No es de ningún modo necesario que exista una suerte de "plan estratégico" de torturas sistematizadas para que el Estado y el gobierno reaccionen de forma autocrítica frente a un solo caso de torturas.
A una funcionaria solo le faltó decir que no se trataba de torturadores sino de agentes de policía jugando al carnaval en pleno invierno.
Una sola violación de los derechos de las personas por parte de la policía debe ser motivo de honda preocupación social y factor desencadenante de serias responsabilidades jurídicas y políticas. Así sucede en la mayoría de los países civilizados, excepto en Salta, en donde la desgracia -en forma de inseguridad, de muerte o de terror- es considerada por el gobierno como una ocasión ideal para sacar a relucir ante la ciudadanía su "buen hacer".
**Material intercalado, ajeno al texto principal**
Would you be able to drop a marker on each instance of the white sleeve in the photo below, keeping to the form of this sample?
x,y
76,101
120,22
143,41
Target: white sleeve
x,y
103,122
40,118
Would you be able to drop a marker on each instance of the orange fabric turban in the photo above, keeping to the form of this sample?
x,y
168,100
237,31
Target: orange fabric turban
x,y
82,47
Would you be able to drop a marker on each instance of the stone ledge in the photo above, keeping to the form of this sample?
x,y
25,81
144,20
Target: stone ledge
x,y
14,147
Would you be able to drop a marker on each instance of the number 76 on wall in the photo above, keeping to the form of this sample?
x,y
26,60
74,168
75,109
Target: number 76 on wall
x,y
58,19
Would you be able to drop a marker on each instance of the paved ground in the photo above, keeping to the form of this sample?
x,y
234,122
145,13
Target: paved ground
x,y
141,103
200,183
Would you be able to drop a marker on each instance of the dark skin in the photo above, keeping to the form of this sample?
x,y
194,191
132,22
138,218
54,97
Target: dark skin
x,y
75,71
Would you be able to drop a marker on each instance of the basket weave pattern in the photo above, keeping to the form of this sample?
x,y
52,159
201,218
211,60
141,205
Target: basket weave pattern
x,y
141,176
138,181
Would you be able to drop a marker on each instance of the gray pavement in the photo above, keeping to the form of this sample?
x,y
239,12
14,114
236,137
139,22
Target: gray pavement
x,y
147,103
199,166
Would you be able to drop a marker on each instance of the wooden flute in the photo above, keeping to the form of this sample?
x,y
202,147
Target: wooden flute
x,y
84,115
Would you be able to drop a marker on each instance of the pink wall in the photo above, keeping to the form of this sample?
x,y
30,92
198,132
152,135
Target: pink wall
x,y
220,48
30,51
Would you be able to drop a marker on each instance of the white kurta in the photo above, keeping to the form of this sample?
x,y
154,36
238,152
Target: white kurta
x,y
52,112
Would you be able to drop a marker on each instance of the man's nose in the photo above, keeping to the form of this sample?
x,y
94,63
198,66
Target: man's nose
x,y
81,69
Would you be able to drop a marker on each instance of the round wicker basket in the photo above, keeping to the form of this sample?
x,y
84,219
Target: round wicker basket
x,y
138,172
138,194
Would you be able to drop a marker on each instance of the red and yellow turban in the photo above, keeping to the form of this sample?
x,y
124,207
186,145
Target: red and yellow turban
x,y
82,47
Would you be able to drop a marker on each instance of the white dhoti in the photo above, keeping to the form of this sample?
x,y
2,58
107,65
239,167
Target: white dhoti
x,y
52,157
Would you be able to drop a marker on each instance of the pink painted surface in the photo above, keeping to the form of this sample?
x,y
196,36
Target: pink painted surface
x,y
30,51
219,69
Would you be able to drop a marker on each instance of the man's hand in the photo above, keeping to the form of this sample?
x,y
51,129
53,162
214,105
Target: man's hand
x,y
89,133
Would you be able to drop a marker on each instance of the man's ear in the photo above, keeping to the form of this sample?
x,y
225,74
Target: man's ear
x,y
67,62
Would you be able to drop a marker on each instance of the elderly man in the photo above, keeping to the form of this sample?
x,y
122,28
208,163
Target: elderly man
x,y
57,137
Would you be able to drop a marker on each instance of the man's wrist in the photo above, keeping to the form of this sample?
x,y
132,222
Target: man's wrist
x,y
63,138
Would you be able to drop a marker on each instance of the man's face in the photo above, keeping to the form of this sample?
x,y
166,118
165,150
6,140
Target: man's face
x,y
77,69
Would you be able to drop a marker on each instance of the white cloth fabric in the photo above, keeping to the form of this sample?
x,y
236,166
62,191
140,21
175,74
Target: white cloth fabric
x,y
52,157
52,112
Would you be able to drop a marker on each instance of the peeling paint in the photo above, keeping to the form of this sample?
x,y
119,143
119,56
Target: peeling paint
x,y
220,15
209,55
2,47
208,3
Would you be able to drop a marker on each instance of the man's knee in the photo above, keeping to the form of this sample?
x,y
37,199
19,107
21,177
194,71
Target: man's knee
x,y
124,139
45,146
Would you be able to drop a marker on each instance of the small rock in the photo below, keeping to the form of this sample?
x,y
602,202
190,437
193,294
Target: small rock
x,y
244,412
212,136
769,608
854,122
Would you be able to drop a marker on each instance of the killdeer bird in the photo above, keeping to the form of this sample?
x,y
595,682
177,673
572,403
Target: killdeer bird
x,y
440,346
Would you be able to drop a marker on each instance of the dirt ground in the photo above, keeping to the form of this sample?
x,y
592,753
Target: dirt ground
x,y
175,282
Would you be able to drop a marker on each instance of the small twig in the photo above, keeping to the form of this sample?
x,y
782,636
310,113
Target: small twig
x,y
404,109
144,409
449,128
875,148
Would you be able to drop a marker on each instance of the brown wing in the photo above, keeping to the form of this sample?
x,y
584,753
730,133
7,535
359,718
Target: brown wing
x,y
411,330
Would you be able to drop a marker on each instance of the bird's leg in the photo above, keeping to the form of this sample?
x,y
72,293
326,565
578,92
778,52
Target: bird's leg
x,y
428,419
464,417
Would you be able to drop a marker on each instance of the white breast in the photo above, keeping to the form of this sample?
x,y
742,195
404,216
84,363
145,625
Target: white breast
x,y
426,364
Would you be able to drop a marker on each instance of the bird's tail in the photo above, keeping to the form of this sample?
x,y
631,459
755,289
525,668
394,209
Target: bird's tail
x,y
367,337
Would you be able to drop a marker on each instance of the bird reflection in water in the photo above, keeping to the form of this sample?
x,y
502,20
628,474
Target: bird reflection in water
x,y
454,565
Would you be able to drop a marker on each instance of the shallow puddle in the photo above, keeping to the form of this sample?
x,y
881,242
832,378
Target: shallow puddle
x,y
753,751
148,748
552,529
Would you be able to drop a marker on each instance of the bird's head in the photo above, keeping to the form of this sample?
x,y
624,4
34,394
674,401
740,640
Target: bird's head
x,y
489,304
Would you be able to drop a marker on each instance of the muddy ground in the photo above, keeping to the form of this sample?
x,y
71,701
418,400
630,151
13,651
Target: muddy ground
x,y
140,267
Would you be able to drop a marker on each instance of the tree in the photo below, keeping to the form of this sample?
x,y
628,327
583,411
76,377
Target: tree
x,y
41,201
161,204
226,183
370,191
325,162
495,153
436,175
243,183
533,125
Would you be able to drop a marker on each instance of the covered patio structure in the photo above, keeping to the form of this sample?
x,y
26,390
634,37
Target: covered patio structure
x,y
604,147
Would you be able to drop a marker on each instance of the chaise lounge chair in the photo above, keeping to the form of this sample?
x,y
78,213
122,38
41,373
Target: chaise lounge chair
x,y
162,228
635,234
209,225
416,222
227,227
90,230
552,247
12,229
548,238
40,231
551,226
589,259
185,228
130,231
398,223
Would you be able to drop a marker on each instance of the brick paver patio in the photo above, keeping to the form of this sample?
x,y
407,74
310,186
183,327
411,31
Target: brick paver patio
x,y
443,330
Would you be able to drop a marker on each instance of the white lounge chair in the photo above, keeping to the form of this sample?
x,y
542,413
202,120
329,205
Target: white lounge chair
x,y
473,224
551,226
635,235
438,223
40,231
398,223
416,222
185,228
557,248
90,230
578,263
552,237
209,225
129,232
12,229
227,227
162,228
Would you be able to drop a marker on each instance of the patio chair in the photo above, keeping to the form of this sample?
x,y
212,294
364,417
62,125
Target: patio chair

Nadie espera que alguien se corte las venas en el gobierno o que sus funcionarios asuman responsabilidades políticas a la japonesa. Pero tampoco nadie espera que el gobierno de Urtubey aproveche los asesinatos para decir que "Salta es la Provincia con menor índice de criminalidad"; aproveche las torturas para decir que "en Salta se respetan escrupulosamente los Derechos Humanos"; o "nuestro nuevo código procesal penal es maravilloso"; aproveche los aludes y las inundaciones para decir que "el gobierno cumple con su deuda histórica" o se aprovechen las desapariciones de personas y los hallazgos de cadáveres para decir que "Salta no es un lugar inseguro".
En algún momento y en algún lugar, alguien, no se sabe por ahora quién, deberá reconocer que el gobierno del señor Urtubey también tiene su parte de culpa en los graves sucesos que ensombrecen la vida social. Alguien, quién sabe cuándo, se preguntará qué es lo este gobierno ha hecho mal, en qué ha fallado, para que policías servidores públicos sometan a torturas a ciudadanos indefensos.
Y es deseable que ese momento llegue pronto.